On the pretext of moving a giant gong into the Green room temporarily, Mr. Foley manages to place the prop right in front of Holstrom and Scott is able to grab Holstrom's aiming gun hand and keep it pointed straight at the gong where if he fires, it'll ricochet "right back at'cha pumpkin!" It's a risk (at that close distance perhaps the bullet would have went through the gong) mitigated by Jeff's use of the prop gun to coerce Holstrom into surrendering his gun.

With Kurt Holstrom rendered ineffective and the police on the way, Mackie bursts into the Green room: "All right, Holstrom...looks like your number's up!" However the prop gun goes off and Mackie races from the room in terror.

Of course, it was Jeff and Hilary's code that outfoxed Holstrom.

Let's replay it again in slow motion.

"Code follows. Danger"

"Acknowledgment."

"Diamonds...6 or 7...?" [The pauses in the sentence were indicators but we don't know enough about the rest of their system to properly parse the sentence.]

"Police...yes?"

"Yes!"

"Code ends."

Obviously a code handy for more than just leaving boring cocktail parties early.

The police take Holstrom away along with most of the cast for statements. After some time of keeping the radio audience entertained by Maple playing Fats Waller tunes, Betty explains the situation on the air as best she's allowed. (National security, you know.)

Well, it was starting to look like Rupert was going to leave us on the hook with three possible deaths.

Instead, it looks like it'll wrap up nicely. Betty and C. J. had been doing the closing announcement, Maple had just finished the Waller tunes and Tom Eldridge had been...as he explained last week...keeping them company.

Maple suggests they go out for some beer, but Betty decides to hang around in case some of the others return from the police station. (They seem to have shut down early.) Maple leaves.

C. J. offers to walk Betty safely to the trolley (without the romantic overtones perceived when Victor did likewise in "Klondike 9366." But again, she feels she should probably hang around the station. (Probably figuring it would be nice, quiet time for getting ahead on her scripts.)

Tom Eldridge remains and they discuss how unreal the evening seems with the wild events. Not the first time dreams have been mentioned.
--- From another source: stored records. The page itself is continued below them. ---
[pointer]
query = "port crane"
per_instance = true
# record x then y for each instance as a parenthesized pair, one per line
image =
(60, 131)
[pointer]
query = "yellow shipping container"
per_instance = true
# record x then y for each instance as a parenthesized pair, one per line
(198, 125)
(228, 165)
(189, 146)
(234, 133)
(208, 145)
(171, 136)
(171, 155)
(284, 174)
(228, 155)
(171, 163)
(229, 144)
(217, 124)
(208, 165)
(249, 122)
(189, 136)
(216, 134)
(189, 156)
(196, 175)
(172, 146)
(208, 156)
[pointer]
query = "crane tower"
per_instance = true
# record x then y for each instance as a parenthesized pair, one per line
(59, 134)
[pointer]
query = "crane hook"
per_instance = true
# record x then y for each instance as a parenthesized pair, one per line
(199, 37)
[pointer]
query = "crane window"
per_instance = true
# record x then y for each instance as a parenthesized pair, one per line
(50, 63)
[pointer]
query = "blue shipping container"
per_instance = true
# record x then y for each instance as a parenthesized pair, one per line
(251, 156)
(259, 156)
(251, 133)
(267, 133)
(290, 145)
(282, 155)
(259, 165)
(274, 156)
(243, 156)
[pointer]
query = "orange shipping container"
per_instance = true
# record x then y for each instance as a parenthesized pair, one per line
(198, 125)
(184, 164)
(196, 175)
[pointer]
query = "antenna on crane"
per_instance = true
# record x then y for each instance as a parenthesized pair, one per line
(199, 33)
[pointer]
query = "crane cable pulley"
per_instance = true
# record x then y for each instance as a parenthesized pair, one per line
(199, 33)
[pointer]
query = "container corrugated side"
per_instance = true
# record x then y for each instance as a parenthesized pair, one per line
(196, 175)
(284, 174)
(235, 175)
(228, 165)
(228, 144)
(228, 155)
Tom shows her a book of rhymes that she can recite to prove she's not dreaming (the rhymes are too perfect for the unconscious mind).

Tom leaves for the day, leaving Betty alone in the Green room, and thereby alone in the station.

Then the light goes on in the station manager's office. The station is so quiet we can hear the light switch. Betty leaves the Green room and enters the hall where she walks over one room to the office.

She opens the door to see the back of a tall man in a trench coat and hat viewing the wall decorations. He turns around and takes his hat off. "Hello, Betty." (Not "Hello, Miss Roberts.")

It's Victor Comstock!

"Victor."

"You're not dreaming."

But Betty opens the poetry book she still has in her hands and opens to an apt phrase: "Oh, but seeing is hardly believing."

Stunned by the appearance of Victor and probably by the rhyme she found, Betty takes two steps forward and then faints into Victor's arms.

The screen fades to black.

Rupert has done it once again! He's got us on the edge of our seat until the next season. Well, with all the strange goings-on with the government leading to his departure from the station, some sort of espionage does seem to be the most likely explanation. It seems apparent that Victor was injured in the bombing since we saw Jeff with Victor shortly before the bombs fell and Jeff had nightmares of looking for Victor's body in the rubble. However, a few episodes ago we suddenly found out that no body was ever found. The government had some need for Victor to keep his survival a secret?

But the key thing is that Victor's alive and at the station! As Betty had her characters say in "Radio Silence": "It's a miracle!"

Indeed, this episode was aptly title it's...MAGIC!